Leveraging Private Sector Advice (2016-2018)
After leaving City Hall and with latitude to re-design the evaluation framework, Greater NY deepened its exploration of the impacts of cross-sector partnership. An assumption when the program was launched was that it would build “hard” skills for nonprofit leaders – budgeting, forecasting etc. But what emerged was an almost universal focus on the “soft” skills of partnership – relationship management, culture building, talent development. In the first two years post City Hall, Greater NY tried to understand the type of private sector advice that was most helpful in developing these “soft” skills.
From the earliest days of this approach, there was significant pushback from corporate and nonprofit partners on the notion that it was the private sector nature of the advice that was impactful. Participants urged staff to look beyond sector expertise and to look more closely at the unique nature of the Greater NY relationship to understand what makes this relationship one where so much is learned and gained from each other.
Key Learning: Greater NY’s core innovation is the partnership relationship and understanding the dimensions of this relationship’s impact would strengthen outcomes.
Cross-Sector Leadership Practices (2018 - present)
In 2018, with two cohorts launched post-City Hall and the understanding that looking for the impact of private sector advice did not capture the program’s true impact and did not represent the equity in partnerships, staff began to think of different ways to look across partnerships and understand the program’s broad impact. As partnership numbers grew, staff observed similar experiences and impacts particularly in the relational impact of the partnership. Evaluation work turned towards understanding the contours of the Greater NY relationship, identifying the key places partnerships were most successful and building an approach that would enable staff to measure and manage partnerships towards a few points of shared success. With this approach, staff hoped to be able to coach every partnership towards great outcomes and offer every participant the opportunity to get the most out of the Greater NY partnership relationship.

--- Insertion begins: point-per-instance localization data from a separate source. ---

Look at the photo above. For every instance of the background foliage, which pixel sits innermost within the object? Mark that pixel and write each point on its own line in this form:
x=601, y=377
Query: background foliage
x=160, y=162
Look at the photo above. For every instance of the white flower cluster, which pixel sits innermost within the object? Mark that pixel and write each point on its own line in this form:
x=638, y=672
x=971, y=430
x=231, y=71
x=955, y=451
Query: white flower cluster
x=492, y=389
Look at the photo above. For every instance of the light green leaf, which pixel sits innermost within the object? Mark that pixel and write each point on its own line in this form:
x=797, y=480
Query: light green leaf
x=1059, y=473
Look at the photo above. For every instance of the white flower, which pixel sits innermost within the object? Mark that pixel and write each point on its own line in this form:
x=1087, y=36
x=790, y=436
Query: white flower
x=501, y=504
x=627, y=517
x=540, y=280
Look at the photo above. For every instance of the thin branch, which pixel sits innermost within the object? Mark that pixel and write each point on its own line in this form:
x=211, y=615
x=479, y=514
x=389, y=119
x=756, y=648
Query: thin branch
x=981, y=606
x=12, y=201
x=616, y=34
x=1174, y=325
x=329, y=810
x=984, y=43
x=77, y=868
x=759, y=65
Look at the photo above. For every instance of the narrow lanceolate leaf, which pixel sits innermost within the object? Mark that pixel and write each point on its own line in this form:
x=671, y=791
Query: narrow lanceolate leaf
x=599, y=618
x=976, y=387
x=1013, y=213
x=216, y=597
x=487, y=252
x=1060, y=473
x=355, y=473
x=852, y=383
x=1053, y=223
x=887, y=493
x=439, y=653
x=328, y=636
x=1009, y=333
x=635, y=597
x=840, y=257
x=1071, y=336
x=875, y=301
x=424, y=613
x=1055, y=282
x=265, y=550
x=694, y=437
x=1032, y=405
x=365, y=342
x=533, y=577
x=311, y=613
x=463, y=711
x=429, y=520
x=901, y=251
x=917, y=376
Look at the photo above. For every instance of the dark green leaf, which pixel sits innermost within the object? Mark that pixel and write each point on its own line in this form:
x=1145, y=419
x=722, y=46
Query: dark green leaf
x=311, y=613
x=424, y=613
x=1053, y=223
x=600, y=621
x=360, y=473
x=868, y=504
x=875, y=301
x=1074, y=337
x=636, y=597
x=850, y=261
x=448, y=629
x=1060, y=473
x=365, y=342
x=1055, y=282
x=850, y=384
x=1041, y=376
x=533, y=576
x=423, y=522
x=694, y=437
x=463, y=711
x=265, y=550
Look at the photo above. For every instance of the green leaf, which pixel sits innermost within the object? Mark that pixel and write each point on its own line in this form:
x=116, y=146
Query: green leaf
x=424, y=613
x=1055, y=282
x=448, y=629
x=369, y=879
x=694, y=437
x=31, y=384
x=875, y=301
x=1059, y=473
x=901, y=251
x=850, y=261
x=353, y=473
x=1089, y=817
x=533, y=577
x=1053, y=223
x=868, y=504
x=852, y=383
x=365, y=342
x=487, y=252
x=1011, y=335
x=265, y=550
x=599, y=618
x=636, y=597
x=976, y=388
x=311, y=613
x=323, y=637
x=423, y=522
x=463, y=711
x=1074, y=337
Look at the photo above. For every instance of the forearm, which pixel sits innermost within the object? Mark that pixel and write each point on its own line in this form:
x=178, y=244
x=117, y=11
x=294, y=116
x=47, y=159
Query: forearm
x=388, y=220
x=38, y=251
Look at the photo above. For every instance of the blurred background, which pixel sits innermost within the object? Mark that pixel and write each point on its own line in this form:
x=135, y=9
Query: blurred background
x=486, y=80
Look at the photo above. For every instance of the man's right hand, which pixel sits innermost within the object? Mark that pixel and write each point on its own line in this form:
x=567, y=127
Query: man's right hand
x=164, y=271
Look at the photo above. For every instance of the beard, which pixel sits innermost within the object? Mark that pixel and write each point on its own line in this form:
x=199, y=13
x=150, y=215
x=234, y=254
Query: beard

Staff undertook a multi-step process to evaluate the program and identify outcomes. This process included: 1) a deep dive into qualitative data gathered across the program’s first 7 years and 60 completed partnerships 2) tagging all 60 completed partnerships for key outcomes 3) identifying clusters of outcomes 4) deploying an evaluation tool (survey) for the class of 2019 to test a hypothesis that Greater NY partnership impact generally fell in four key leadership areas for both corporate and nonprofit partners 5) gathering and analyzing data and conducting extensive follow up interviews to better understand the data collected 6) refining leadership areas and coming up with descriptive names for each and 7) developing final indicators for the identification of these areas, which were identified not as skills but as practices.
Key learning: The activity of Greater NY partnership develops practices,
not qualities, that are critical to external facing leadership, cross-sector leadership, and are transferable to other, non-Greater NY relationships.
When Greater NY began developing its evaluation there were no existing frameworks for cross-sector executive partnership programs. We needed to come up with something on our own.